After almost a month visiting the Facultad de Quimica y Biologia (Faculty of Chemistry and Biology) at the Universidad de Santiago de Chile it was time for me to come back home. On my last day at the University I gave a lecture to an Undergraduate Class and then in the afternoon the lab prepared a Chilean speciality as a farewell lunch. We had heard a lot about completos but this was our first taste of the real thing.
This week Johanna Turnbull finalised her PhD thesis corrections and so she is now officially Dr Johanna Turnbull. We are going to have a really big party at the next graduation cermony with two mossy PhD graduands together. Well done Dr Johanna!
This picture shows Johanna communing with an Emperor penguin on her way to Casey to do her research.
On Monday I gave a class on Antarctica and our research to a second year Plant Physiology class at Bowdoin College in the US. This was my first experience of doing a remote class and I was glad that I was at the University of Santiago de Chile and could do the class at 12.30pm instead of the middle of the night in Australia.
Sharon and I were lucky to have Angélica Casanova-Katny travel from Concepción to visit us, Gustavo and his research group at USACH on Tuesday and Wednesday. Both of us, Marisol and Rodrigo gave research talks during which Angélica contributed some interesting comparisons with her expertise on Antarctic plants on King George Island.
On November 4th, Melinda and Sharon flew to Chile to work with colleagues at the Universidad de Santiago de Chile (USACH). We are being hosted by Dr Dr. Gustavo E. Zúñiga, Dean of the Faculty. Melinda will be working in the Laboratorio de Fisiología y Biotecnología Vegetal (Plant Physiology and Biotechnology Lab) until February. We worked with Gustavo, Marisol, Tavo and Hans from this group last year in Antarctica. They have been looking after the samples of moss we collected there and Melinda will be extracting compounds from them while she is here.
While I was at the Institute of Advanced Studies, University of Birmingham last year I met Juliet Coastes and Dan Gibbs who also work on mosses. Juliet and I have written a short article on why mosses are so cool which you can read on Ian Street's the Quiet Branches blog.
Hope you learn something new about marvelous moss.
You might think moss was just something we walk on but think again. Recent graduate Dr Jessica Bramley-Alves has written an article for the public about how we can use mosses to tell us how climates are changing in Antarctica. You can read the article here
We will have more articles for the public coming out this month so watch this space!
Last week Melinda Waterman and Johanna Turnbull finished writing their PhD theses and submitted them for examination. So a big congratulations to both of them for getting through by the deadline. Writing a book is never easy and that is effectively what they have done. Now we just need to wait and see what the examiners have to say, but in the meantime they are both catching up on sleep and hopefully enjoying having their lives back.
This week is science week in Australia and Diana and Zbynek starred in a UOWTV video on our Antarctic research.
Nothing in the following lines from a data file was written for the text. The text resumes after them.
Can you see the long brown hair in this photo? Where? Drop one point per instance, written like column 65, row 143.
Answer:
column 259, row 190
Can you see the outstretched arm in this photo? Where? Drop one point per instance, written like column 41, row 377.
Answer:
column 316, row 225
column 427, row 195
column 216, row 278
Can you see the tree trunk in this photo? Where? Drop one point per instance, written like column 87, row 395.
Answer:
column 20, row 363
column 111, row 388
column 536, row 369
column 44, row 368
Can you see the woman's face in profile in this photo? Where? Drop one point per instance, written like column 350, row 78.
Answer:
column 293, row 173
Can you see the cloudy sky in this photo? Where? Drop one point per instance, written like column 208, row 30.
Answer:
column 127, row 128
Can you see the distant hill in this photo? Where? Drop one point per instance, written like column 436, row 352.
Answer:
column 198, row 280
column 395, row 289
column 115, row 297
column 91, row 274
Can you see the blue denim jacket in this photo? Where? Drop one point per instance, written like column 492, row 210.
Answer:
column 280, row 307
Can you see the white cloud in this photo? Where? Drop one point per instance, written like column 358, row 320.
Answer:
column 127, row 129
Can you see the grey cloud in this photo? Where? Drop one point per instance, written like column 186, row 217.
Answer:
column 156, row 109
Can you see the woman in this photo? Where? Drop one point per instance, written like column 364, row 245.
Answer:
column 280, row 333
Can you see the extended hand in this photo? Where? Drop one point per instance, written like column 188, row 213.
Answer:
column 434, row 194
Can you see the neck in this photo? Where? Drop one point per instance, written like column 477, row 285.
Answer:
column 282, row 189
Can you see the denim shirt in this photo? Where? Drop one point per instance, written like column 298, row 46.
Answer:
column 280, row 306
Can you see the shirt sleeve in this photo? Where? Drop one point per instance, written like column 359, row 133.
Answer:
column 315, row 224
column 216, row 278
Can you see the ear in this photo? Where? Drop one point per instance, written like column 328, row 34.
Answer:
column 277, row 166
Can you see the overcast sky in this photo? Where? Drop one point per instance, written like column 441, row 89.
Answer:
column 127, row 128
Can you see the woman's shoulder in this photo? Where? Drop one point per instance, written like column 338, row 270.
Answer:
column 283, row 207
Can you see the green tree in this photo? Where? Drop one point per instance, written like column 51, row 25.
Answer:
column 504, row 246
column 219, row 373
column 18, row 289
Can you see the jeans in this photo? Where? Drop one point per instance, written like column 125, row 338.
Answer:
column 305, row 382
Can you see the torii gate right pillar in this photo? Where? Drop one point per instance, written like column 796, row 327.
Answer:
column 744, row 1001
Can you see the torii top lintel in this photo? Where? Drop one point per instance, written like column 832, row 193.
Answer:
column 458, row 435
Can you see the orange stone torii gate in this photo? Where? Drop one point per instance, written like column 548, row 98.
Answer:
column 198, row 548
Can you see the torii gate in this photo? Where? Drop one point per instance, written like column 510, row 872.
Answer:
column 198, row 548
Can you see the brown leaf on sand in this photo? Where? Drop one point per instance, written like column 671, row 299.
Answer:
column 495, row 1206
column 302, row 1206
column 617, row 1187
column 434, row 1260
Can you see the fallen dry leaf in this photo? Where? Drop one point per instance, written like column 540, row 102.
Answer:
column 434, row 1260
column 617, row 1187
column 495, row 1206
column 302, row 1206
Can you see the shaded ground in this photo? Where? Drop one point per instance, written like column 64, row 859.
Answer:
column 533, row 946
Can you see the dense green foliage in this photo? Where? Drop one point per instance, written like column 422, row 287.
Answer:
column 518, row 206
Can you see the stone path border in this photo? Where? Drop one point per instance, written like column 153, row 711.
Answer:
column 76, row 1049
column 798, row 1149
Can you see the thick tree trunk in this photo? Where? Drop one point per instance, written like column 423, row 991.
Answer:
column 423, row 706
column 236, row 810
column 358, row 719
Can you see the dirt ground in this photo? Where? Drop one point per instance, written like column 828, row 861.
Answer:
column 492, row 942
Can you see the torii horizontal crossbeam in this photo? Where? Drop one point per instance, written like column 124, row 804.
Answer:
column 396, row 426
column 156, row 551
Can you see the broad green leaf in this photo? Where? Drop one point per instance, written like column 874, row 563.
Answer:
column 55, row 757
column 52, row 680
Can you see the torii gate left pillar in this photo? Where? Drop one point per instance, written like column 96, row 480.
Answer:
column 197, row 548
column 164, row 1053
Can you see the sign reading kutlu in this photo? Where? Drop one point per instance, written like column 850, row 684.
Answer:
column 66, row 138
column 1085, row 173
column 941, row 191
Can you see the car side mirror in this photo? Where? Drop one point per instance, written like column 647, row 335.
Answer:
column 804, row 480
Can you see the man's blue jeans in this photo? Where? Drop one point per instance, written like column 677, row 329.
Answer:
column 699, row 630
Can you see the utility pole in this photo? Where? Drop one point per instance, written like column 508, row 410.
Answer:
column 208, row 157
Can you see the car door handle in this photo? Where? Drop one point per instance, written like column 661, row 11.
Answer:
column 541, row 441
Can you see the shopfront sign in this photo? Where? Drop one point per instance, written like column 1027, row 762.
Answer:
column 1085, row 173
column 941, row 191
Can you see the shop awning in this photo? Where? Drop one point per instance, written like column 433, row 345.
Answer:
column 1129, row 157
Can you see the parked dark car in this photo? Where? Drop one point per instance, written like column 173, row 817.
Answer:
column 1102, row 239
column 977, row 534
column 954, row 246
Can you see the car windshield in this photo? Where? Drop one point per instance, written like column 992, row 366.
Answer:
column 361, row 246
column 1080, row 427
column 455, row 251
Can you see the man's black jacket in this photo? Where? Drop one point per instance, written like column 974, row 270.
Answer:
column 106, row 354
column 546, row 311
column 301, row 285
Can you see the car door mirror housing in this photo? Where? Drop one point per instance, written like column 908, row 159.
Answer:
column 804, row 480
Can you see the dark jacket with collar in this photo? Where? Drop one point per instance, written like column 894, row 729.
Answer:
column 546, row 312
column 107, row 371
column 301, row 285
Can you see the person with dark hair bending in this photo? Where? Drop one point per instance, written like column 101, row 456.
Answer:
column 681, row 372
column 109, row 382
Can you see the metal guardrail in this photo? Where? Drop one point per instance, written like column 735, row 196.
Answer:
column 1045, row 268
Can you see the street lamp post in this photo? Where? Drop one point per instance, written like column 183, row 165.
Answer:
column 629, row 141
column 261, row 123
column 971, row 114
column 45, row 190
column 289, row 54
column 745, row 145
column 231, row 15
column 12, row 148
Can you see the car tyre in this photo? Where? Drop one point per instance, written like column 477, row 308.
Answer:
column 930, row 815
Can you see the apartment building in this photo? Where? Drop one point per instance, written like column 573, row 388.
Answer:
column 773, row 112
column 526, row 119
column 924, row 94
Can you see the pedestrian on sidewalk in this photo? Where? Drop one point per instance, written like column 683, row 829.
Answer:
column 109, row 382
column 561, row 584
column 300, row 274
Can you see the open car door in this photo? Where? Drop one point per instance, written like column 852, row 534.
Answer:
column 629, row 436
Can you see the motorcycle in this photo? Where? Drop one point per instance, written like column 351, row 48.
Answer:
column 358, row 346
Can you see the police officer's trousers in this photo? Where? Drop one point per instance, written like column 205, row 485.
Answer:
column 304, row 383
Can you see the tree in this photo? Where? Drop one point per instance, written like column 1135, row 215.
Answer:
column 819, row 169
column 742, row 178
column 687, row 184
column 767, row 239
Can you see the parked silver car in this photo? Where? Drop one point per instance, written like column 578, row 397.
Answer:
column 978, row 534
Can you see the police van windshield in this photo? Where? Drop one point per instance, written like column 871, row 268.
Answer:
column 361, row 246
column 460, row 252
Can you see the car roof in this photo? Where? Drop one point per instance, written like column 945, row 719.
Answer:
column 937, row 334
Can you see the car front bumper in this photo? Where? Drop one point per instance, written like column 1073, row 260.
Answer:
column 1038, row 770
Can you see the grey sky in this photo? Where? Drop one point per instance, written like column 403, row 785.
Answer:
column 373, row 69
On Friday our "Game of Antarctic mosses" story was published in the Universities' booklet celebrating 40 years of Research at UOW and Sharon featured in another video to promote the event. On Tuesday, Zbynek left to go for some holiday and to visit colleagues at CESBIO. Meanwhile Sharon met up with Bob Furbank at the High Resolution Plant Phenomics Centre to discuss LIFT research.
It's been a busy week. Wednesday was the big day. Dr Jessica Bramley-Alves made a flying visit from Singapore to Graduate and to give her final PhD seminar. Jess managed to get history, science and modern culture into her talk on Antarctic moss demonstrating what an inter-disciplinary lot we are. Dr Ari Nugraha also graduated. Ari is an honorary member of the moss team having worked with Mel on moss pigment identification.